August 13, 2012 / 13:49 IST
GEPL Capital has come out with its report on energy, base metal and bullions.
Bullions:Gold advanced for the second straight day, tracking gains in equities and commodities, after a report showed U.S. jobless claims unexpectedly declined. The Standard & Poor’s GSCI Spot Index of 24 raw materials climbed as much as 0.8 percent, while the MSCI All-Country World Index of equities rose as much as 0.4 percent after jobless claims fell by 6,000 to 361,000 in the week ended Aug. 4, Labor Department figures showed today. The median forecast of 43 economists surveyed by Bloomberg was an increase to 370,000. Gold futures for December delivery climbed 0.3 percent to settle at $1,620.20 an ounce at 1:48 p.m. on the Comex in New York. Prices climbed 0.2 percent yesterday. Silver futures for September delivery gained 0.1 percent to $28.097 an ounce in New York.
Base- Metals:Copper fell for the first time in four sessions after weaker-thanforecast German industrial production fueled concern that Europe’s debt crisis is crimping economies and cutting metals demand. Factory output in Germany dropped 0.9 percent in June, government figures showed today. Economists surveyed by Bloomberg News were expecting a decline of 0.8 percent. Europe accounts for about 18 percent of world copper demand, data from Barclays Plc show. Copper futures for September delivery slid 0.6 percent to settle at $3.4215 a pound at 1:08 p.m. on the Comex in New York. Prices gained 4.6 percent in the previous three sessions. On the London Metal Exchange, copper for delivery in three months retreated 0.4 percent to $7,550 a metric ton ($3.43 a pound.) Nickel, zinc and tin also dropped, while aluminum and lead gained in London.

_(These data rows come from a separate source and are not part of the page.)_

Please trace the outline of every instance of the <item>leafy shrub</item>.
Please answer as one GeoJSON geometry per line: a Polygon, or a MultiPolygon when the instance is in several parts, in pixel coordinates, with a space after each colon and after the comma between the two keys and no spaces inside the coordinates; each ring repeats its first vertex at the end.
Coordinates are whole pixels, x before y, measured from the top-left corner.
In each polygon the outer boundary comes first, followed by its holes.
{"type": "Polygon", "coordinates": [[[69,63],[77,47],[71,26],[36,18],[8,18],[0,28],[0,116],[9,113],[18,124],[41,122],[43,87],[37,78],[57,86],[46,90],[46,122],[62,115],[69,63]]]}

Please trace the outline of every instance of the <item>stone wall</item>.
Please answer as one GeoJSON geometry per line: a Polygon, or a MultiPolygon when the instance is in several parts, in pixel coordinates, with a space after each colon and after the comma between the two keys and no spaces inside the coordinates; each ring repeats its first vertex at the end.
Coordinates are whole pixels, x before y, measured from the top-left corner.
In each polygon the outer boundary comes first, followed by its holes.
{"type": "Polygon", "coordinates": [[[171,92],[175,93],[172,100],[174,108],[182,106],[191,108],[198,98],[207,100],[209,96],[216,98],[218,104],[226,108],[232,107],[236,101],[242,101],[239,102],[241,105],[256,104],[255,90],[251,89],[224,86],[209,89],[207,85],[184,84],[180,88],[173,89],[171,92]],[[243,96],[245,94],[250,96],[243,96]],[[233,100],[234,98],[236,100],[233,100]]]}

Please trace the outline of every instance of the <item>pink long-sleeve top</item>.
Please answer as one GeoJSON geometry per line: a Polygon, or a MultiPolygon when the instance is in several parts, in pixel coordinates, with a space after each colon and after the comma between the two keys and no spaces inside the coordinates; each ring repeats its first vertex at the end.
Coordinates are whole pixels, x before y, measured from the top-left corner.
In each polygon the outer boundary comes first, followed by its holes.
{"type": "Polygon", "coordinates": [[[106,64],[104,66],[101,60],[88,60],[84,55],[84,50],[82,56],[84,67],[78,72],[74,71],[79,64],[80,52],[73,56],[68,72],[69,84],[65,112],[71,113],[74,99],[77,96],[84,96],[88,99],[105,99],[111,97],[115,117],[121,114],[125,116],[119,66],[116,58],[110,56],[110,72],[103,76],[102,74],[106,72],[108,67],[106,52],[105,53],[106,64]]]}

Energy:Oil may rise next week as refineries operate near the highest level in five years and as tension in the Middle East raises concern that supply may be disrupted, a Bloomberg survey showed. Ten of 21 analysts, or 48 percent, forecast crude will advance through Aug. 17. Eight respondents, or 38 percent, predicted that futures will fall and three said there will be little change in prices. Last week, 39 percent of analysts projected an increase and another 39 percent saw a decline. The refinery utilization rate rose to 92.6 percent in the week ended Aug. 3, near the five-year high of 93 percent on July 20, the Energy Department said. Syria’s former Prime Minister Riad Hijab, the most senior defector from the administration, arrived in Jordan on Aug. 8 as rebels said government forces began a ground assault against a key Aleppo district. The refinery utilization rate has remained above 91 percent for more than two months. The rate was 90 percent a year earlier. Oil imports climbed 2.6 percent in the week ended Aug. 3 after slumping 13 percent to 8.41 million barrels a day in the previous week, the lowest level since March 16.